Figure 4. Relationship between skin target identity and Aβ-LTMR brainstem synapses over development.

A. (left) AAV virus injection for skin type-specific labeling of Aβ-LTMR central projections with synaptophysin-tdTomato or synaptophysin-mScarlet, hereafter referred to as synaptophysin-FP (fluorescent protein). The GN and CN were sectioned in their entirety and stained for fluorescent proteins and synaptic markers. (right) The number of FP⁺ pre-synaptic boutons and axons ascending the dorsal column were identified in each sample. Representative example of labeled boutons apposed to the excitatory postsynaptic marker Homer1 in the GN (top). Both hairy and glabrous skin-innervating Aβ-LTMRs form syn-FP⁺ boutons apposed to Homer1⁺ puncta in the GN or CN. Representative example of labeled axons (arrows) ascending the dorsal column, in a transverse section of the cervical spinal cord (bottom). Arrows point to individual axons.

B-C. Quantification of the average number of FP⁺ pre-synaptic boutons formed by Aβ-LTMRs innervating different skin targets. Each data point represents one animal; the number of axons identified in each animal is shown in parentheses.

B. Adult forepaw glabrous skin-innervating Aβ-LTMRs form more synapses than forepaw hairy skin-innervating Aβ-LTMRs in the CN (*p<0.05, Mann-Whitney U test).

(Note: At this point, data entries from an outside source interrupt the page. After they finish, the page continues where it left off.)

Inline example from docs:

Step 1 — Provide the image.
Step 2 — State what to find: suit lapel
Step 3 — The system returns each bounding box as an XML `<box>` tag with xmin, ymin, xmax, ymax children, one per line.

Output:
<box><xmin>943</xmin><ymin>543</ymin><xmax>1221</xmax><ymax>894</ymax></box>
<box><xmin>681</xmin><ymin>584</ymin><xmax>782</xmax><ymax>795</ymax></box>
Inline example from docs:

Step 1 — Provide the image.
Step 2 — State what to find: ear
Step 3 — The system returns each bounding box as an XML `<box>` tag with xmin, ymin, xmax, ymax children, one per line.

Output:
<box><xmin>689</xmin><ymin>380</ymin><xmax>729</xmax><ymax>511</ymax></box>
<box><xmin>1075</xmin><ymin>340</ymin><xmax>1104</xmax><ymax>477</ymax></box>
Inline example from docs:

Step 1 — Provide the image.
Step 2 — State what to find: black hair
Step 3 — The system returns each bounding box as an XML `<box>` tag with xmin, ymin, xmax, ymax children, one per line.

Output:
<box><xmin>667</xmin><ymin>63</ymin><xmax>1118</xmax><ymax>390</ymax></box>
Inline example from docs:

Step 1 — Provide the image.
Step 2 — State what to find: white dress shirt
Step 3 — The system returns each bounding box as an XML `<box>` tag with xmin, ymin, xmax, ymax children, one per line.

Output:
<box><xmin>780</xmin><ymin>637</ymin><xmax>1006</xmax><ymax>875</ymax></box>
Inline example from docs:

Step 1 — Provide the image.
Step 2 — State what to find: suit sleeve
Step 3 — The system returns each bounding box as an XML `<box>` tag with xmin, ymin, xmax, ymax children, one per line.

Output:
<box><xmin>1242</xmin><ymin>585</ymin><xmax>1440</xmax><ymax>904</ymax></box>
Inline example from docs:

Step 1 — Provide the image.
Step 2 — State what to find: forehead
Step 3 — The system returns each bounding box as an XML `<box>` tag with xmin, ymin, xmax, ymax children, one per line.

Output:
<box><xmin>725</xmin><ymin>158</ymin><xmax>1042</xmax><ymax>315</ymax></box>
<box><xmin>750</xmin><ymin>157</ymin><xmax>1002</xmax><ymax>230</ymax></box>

C. At P14, hindpaw glabrous skin-innervating Aβ-LTMRs and hindlimb hairy skin-innervating Aβ-LTMRs form similar numbers of pre-synaptic boutons in the GN. At adult time points, paw glabrous skin Aβ-LTMRs form significantly more pre-synaptic boutons in the GN than paw or trunk hairy skin Aβ-LTMRs (p<0.01 Kruskal-Wallis one-way ANOVA, *p<0.01, Mann-Whitney U test with Bonferroni correction for multiple comparisons).

D. Summary of skin type-dependent synaptic refinement in Aβ-LTMRs.